Culturally Relevant Pedagogy

Abstract

A commonly espoused Ausubelian principle is that that teaching should begin with what the learner knows. Within some non-Western contexts learners come to the science classroom with prior knowledge and explanations of natural phenomena, which are different from the conventional science constructs. Within Trinidad and Tobago, this prior knowledge often includes traditional practices and beliefs described by George (1986) as “street science.” George (1986) describes “street science” as “customs and beliefs that deal with the same content area as conventional science but which sometimes offer different explanations to those offered in conventional science” (p.1). Research in science education has focused on these “alternative beliefs” in different ways. Some advocate conceptual change (Posner et al., 1982) underpinned by the idea that Western scientific concepts are superior ways of knowing.
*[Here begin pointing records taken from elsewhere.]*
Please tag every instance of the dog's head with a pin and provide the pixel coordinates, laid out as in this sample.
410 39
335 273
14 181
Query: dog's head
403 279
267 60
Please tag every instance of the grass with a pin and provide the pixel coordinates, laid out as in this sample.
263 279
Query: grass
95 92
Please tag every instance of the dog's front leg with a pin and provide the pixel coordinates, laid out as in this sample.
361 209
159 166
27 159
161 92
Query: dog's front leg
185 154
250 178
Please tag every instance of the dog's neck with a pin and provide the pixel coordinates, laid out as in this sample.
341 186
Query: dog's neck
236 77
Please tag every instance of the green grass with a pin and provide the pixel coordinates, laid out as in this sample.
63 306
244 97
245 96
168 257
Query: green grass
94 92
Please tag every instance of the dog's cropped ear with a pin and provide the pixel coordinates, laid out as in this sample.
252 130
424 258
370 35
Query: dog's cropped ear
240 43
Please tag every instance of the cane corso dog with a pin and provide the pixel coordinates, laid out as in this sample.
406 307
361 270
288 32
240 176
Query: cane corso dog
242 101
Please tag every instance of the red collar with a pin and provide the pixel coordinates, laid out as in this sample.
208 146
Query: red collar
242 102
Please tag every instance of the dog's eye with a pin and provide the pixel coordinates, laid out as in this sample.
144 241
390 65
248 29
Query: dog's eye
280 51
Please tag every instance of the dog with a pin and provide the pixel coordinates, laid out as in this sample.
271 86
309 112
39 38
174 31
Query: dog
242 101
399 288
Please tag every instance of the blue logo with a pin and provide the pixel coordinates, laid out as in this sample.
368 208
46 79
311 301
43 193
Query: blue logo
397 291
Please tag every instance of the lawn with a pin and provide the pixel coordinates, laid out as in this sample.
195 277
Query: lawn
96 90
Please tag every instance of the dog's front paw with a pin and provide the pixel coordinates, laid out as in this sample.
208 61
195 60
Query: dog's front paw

Others offer an anthropological view of science teaching (Aikenhead, 1996; Maddock, 1981) and advocate the inclusion of alternative beliefs as cultural perspectives which can assist students in learning science as well as in honoring and respecting their cultural heritage (Ladson-Billings, 2014; Paris, 2012). This chapter reports on an action research project on the use of bridge-building as culturally-relevant pedagogy within the science classroom in Trinidad and Tobago and the cognitive benefits that were derived. Two groups of lower secondary students were exposed to a unit of work entitled “Maintaining Health,” which employed the comparison of traditional practices and beliefs with conventional science concepts as the strategy for bridge-building. One group of students attended a single sex all-girls urban school and the second group comprised students at a coeducational rural school. Both groups of students were at the Form 2 level. Data were collected from audio-taped classroom sessions as well as students’ and teachers’ journals and students’ responses to assigned tasks. The qualitative data analysis by a process of coding and categorizing shows that among the benefits were that students became aware of knowledge systems as explanatory constructs and engaged in higher-order thinking during the lessons. The implications for science education are discussed.